Hello Wendy and all
Early in our conversation I made the outrageous statement that modern “cruising yachts” are grievously under-rigged because they aren't really cruising yachts at all, but mere
racing yachts doing the best they can to serve in a rôle for which their genetic inheritance makes them ill suited.
Building on that theme I thot I'd post a clip of a Galway hooker
racing off the
west coast of
Ireland. These hookers are so absolutely lovely to look at that they bring tears to my eyes :-) And as you will see, they carry a huge amount of
canvas and do it well. Later, I'll put before you some thoughts about “rigs for cruisers”.

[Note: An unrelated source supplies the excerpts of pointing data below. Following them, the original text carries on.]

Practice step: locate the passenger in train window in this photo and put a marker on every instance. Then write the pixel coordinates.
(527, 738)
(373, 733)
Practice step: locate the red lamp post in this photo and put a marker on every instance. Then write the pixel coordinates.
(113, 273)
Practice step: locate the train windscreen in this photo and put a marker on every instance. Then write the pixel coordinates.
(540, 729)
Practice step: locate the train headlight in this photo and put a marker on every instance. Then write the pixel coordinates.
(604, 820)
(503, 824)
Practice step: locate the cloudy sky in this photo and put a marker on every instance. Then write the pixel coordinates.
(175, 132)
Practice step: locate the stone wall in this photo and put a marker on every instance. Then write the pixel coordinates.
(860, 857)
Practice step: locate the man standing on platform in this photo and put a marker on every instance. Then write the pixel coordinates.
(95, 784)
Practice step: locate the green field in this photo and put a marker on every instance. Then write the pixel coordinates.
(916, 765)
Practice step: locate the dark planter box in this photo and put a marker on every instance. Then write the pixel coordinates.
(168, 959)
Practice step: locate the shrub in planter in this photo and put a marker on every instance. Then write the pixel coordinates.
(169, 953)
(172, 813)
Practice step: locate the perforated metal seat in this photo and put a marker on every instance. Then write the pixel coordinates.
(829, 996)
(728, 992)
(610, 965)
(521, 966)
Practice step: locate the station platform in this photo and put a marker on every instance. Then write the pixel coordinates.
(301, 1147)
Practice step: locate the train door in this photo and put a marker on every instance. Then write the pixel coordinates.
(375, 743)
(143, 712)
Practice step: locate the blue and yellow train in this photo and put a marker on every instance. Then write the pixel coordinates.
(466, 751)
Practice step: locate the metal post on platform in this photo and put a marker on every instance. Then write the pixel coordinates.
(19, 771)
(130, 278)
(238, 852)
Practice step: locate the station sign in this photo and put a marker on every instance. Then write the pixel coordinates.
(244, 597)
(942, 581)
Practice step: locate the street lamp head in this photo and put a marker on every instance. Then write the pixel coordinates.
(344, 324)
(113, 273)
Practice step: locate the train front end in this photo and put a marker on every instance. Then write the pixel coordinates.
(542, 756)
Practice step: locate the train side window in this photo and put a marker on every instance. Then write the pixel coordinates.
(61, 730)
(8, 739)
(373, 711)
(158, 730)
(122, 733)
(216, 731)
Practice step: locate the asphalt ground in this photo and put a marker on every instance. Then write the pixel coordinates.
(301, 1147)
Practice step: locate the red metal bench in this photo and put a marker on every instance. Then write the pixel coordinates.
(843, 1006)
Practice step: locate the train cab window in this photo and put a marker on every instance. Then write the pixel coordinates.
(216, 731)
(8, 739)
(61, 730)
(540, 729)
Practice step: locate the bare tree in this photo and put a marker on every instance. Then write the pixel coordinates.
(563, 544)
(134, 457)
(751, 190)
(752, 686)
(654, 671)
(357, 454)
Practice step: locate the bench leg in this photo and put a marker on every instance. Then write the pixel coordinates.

The hookers are relevant to what you wish to do for a number of reasons: They evolved to handle the waters of the Irish
west coast, the coasts of Connemara and Galway. The
water there is as unforgiving as are the waters off the Hebrides and off the coast of
Norway. Hookers are about 40 feet in length, i.e. they are the very size that you are contemplating, though they are of a rig and of a “model” (hull shape) that it is unlikely you will have contemplated heretofore. They are commodious because their purpose was to carry cargo. Obviously, if they can carry cargo enuff to earn their keep, they could, if decked, easily carry all the furniture and clobber that a cruising woman needs :-).
Apart from being open
boats, sans a
deck, they differ significantly from “modern cruisers” by the fact that they DON'T have keels, in the sense we've become accustomed to thinking of keels, and they carry their ballast within their hulls rather than bolted on underneath. This makes them able to “take the ground”, i.e. to be run up on the beach, wherefore they don't need travel lifts and other fancy, expensive
boat yard
gear for such simple tasks as scraping
barnacles and bottom painting. You do that right on the beach at low tide. This is a time-honoured method called “careening”. If you don't finish on one tide, you just wait for the next. I have bottom-painted many a
boat on a “tide grid” which comes to the same thing. Surely, if you are wanting to go cruising on a
budget where the coconuts grow, the ability to “take the ground” would be a boon?
However, as hookers are open
boats, you can obviously swamp them and have them sink under you. The remedy for that is obvious: Just
deck the boat! I believe that one of them has, if fact, been decked over and fitted out for cruising, though I haven't been able to find pictures of her. Well now, if you do do that, then in many respects you have something that approximates the “pilot cutters” of yore, such as the Falmouth
Cutter of which Larry and Lin Pardy's Seraffyn is the best known modern example. The working Falmouth pilot boats were also 40 feet in length or a little better. Seraffyn is a scaled down, modernized version, designed by Lyle Hess. The Pardys took her around the world in the 1960s, as you probably already know, and they did it without an
engine. Seraffyn's progenitors, the pilot cutters of the
English Channel, had evolved to keep the sea in any
weather on one of the worst coasts anywhere. So does that not speak well for the Falmouth
Cutter as a generic type for cruising?
And, similarly, Colin Archer's famous “Redningsskoite” (“rescue vessel” in English) of a hundred and thirty years ago (also a tad more than 40 feet in length) was in essence a decked hooker. These boats had the dual purpose firstly of taking pilots to “windbags” (big square-rigged cargo ships) that were waiting off-shore to be guided into harbour, and secondly (and even more importantly on THAT coast!) of standing out to sea, pounding, close hauled, into
wind and wave, to
rescue people from merchantmen in trouble on the craggy Norwegian coast when the
wind comes tearing down from
Iceland and
Greenland howling like a thousand demented banshees! A yacht
designer by the name of William Atkin, a modest man who didn't claim to be a “naval architect” by styled himself as a mere “yacht designer”, produced a number of crusing yachts based on the Redningsskoite. Of these, his “Ingrid” design may well be the one of which the greatest number has been built, and “Ingrid”s are frequently available for a modest dollar.
All the above, and the clip of American Mor, is support of my contention that modern cruising boats are under-rigged or, as I like to say, “permanently reefed”. You will note that all the types I have cited have, in their full sail-plan, substantially more
canvas than do modern boats. In further support of that contention, I will, in the next few days, as opportunity affords, post for you some sail plans of representative vessels.